Quakers in the World

Quakers in the World

Botanists and the Study of Trees

Trees played an important part in the Quaker interest in plants.  Saplings were transported across the Atlantic in both directions, trees were described in books, and arboreta were created both for study and to enable the public to see many different species.

When William Penn set up his Greene Countrie Towne in Pennsylvania he insisted that settlers preserve one acre of trees for every five acres that they cleared. He also required oak and mulberry trees to be preserved for ship building and for the silk industry. He imported many trees from England including fruit trees, hawthorn, walnuts, and hazelnuts to grow alongside the native trees.

Penn’s interest in trees was shared by many others. Quaker botanists Peter Collinson, John Lettsom, and John Bartram all took a great interest in trees, for example. For others, the early arborists, the main focus of attention was trees.

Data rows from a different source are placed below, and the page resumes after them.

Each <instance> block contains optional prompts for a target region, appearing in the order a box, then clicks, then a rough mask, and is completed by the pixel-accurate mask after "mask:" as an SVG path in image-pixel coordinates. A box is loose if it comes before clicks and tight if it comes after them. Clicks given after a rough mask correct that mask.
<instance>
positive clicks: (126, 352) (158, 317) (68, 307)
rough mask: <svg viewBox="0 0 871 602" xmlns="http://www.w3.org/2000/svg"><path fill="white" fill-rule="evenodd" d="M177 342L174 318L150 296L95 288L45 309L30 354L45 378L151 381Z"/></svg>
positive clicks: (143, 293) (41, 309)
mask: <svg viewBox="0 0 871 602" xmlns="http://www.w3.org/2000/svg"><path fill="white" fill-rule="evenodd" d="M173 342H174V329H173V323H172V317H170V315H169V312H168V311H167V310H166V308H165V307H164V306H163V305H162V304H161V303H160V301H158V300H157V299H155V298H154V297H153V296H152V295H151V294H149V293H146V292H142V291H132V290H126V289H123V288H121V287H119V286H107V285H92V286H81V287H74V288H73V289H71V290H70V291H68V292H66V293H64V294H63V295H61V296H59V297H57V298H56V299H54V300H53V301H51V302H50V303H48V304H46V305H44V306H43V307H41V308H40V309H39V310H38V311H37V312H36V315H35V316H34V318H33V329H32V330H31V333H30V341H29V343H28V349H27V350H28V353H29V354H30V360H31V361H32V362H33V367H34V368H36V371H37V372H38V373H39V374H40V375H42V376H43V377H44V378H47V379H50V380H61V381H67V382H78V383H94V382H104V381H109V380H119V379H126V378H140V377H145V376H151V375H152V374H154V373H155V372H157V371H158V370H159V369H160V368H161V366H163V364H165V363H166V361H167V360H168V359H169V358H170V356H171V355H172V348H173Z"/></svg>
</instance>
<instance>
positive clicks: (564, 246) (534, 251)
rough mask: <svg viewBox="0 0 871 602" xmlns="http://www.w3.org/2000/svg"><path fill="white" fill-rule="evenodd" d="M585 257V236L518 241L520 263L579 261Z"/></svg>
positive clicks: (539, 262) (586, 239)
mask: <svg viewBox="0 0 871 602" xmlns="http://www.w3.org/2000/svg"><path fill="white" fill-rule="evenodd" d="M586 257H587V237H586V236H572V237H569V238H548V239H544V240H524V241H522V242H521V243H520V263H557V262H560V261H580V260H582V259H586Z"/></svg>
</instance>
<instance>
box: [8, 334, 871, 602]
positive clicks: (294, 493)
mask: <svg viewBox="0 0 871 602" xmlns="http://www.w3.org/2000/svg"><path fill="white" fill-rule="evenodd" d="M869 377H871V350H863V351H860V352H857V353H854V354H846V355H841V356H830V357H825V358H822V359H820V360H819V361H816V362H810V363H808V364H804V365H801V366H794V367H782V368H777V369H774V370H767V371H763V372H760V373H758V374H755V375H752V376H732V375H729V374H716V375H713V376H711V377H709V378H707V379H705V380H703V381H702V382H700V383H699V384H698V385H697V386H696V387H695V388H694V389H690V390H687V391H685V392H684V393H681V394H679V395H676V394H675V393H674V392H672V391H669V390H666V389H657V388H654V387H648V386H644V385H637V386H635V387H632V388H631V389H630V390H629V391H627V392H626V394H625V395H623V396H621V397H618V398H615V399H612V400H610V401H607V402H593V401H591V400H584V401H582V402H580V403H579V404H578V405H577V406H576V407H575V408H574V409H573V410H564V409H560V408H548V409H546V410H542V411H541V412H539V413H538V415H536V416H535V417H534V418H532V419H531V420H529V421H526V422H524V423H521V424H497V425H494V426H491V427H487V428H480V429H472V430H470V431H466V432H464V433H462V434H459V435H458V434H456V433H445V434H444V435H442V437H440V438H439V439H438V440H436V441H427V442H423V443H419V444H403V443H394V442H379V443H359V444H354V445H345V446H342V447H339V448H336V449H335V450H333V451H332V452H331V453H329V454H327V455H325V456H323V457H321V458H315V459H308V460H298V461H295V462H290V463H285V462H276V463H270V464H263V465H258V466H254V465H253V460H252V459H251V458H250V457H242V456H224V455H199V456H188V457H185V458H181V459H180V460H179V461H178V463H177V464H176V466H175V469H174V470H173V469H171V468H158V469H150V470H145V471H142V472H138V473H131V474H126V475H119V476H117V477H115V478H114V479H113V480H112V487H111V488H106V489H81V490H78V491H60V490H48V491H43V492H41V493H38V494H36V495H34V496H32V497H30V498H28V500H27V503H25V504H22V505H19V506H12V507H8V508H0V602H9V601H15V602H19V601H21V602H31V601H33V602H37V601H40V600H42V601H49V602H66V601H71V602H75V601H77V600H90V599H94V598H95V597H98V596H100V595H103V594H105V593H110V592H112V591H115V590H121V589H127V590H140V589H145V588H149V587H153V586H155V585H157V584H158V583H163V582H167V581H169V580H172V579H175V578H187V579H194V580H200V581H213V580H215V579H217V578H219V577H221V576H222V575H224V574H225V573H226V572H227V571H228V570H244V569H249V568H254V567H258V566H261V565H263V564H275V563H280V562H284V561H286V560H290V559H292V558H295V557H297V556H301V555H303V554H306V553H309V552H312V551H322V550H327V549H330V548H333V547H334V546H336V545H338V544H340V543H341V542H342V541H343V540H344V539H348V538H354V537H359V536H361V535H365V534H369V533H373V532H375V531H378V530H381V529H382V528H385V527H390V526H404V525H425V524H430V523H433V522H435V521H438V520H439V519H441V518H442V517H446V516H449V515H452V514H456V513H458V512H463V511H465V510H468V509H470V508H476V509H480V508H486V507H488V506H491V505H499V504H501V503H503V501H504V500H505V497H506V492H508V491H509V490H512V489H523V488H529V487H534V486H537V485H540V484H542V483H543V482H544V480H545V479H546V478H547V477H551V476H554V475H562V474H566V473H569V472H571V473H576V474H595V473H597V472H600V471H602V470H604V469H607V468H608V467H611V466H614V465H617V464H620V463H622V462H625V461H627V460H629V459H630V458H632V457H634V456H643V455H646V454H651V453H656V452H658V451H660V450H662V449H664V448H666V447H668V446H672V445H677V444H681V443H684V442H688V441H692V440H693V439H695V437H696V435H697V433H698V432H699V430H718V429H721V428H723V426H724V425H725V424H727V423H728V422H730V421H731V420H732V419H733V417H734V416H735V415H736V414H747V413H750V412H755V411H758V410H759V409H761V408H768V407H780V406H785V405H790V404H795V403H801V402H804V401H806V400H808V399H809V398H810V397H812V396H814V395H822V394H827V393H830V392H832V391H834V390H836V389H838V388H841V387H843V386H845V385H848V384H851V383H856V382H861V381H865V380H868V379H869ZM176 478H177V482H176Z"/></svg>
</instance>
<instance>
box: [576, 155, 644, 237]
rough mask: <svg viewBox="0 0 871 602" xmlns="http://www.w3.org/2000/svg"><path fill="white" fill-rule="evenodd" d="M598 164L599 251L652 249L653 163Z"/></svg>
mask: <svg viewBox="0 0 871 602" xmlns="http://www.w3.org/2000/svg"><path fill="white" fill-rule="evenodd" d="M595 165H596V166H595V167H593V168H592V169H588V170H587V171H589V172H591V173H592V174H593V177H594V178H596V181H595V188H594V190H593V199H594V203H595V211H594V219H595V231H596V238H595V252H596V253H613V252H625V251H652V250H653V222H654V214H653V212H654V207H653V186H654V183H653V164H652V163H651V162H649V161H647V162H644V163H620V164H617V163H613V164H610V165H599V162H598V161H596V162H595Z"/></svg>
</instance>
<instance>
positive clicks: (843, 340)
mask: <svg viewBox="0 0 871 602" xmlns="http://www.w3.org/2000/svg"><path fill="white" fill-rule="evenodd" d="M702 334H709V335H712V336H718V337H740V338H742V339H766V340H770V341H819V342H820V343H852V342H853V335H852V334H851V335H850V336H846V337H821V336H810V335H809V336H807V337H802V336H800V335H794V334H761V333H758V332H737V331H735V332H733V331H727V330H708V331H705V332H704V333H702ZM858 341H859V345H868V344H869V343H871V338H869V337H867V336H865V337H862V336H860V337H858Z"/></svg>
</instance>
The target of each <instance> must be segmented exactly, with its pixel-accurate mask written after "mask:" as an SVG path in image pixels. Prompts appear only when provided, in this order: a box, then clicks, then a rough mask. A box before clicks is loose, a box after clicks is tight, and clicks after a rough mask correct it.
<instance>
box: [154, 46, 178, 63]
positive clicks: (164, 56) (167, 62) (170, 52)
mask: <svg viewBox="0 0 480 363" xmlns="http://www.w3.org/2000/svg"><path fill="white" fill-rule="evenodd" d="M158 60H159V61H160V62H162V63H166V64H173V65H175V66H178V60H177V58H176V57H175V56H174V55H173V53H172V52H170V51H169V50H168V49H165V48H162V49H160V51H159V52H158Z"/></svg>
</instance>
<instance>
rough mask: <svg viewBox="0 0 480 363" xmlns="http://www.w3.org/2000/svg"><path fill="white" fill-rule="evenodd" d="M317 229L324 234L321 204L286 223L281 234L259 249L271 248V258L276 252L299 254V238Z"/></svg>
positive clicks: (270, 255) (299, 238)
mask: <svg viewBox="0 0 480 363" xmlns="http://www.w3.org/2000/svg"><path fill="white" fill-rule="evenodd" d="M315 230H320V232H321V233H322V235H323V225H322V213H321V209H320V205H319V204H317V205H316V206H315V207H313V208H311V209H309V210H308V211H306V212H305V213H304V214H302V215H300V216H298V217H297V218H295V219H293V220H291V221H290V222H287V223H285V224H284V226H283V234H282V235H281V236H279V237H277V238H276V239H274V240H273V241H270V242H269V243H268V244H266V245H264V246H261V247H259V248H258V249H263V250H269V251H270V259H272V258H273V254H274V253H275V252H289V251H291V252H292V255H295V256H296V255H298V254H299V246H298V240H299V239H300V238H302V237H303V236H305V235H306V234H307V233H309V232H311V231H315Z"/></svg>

Thomas Story (c1670 - 1742) was fascinated by trees of every shape and form.  This interest may have been stimulated by William Penn whom he met and became friendly with in Pennsylvania.  When Story returned to England he bought Justice Town, an estate near Carlisle.  Here he planted many trees, both English and American, some from seed given to him by Quaker botanist Peter Collinson, who also provided him with some saplings and horticultural advice.  Story encouraged fellow landowners to plant trees and to take care of their woodland and provided the saplings for some of these woods.

Humphrey Marshall (1722 – 1801), an American cousin of John Bartram, became renowned for his botanical work.  He studied and produced a catalogue of American Trees and plants entitled ‘Arbustrum Americanum: The American Grove, or, an Alphabetical catalogue of Forest Trees and Shrubs, Natives of the American United States’.  The work was intended as a list of trees and shrubs as well as a catalogue for botanical clients.  It is alphabetically arranged and describes the usefulness of the trees and plants for medicine, agriculture, and horticulture.  It employed the newest Linnaean taxonomic nomenclature.  Marshall saw it as a starting point to spur additional research on American Botany.  He felt that an exhaustive survey of American plants

Cannot be compiled at once, or by one man; but is the duty of every one to contribute what he can towards it.

The Arbustrum did not sell well in America but attracted interest in European scientific circles and was translated into German and French.  Marshall’s description of John Bartram’s discovery of Franklinia Altamaha, a plant collected by Bartram and not recorded in the wild again since its discovery, caused Marshall’s nephew Moses to lead an expedition to Carolina and Georgia in 1790 to look for this plant on behalf of Sir Joseph Banks.  He discovered it growing along the banks of the Alatamaha River.

Samuel and Joshua Pierce, twin brothers, inherited about 189 acres of land in Philadelphia, in 1798. Their ancestor George Pierce had purchased the land from William Penn, in 1700. They planted an arboretum stocking it with American and other exotic trees such as ginkgoes, purchased from the local nurseries that were beginning to appear around Philadelphia. They went on tree hunting expeditions within Pennsylvania, Maryland and also north to the Catskills.   By 1850 they had one of the finest collections of trees in the country, many of which were planted in rows.   After the sale of the land to DuPont Pierce’s Farm was renamed Longwood Gardens, and is well-known to this day.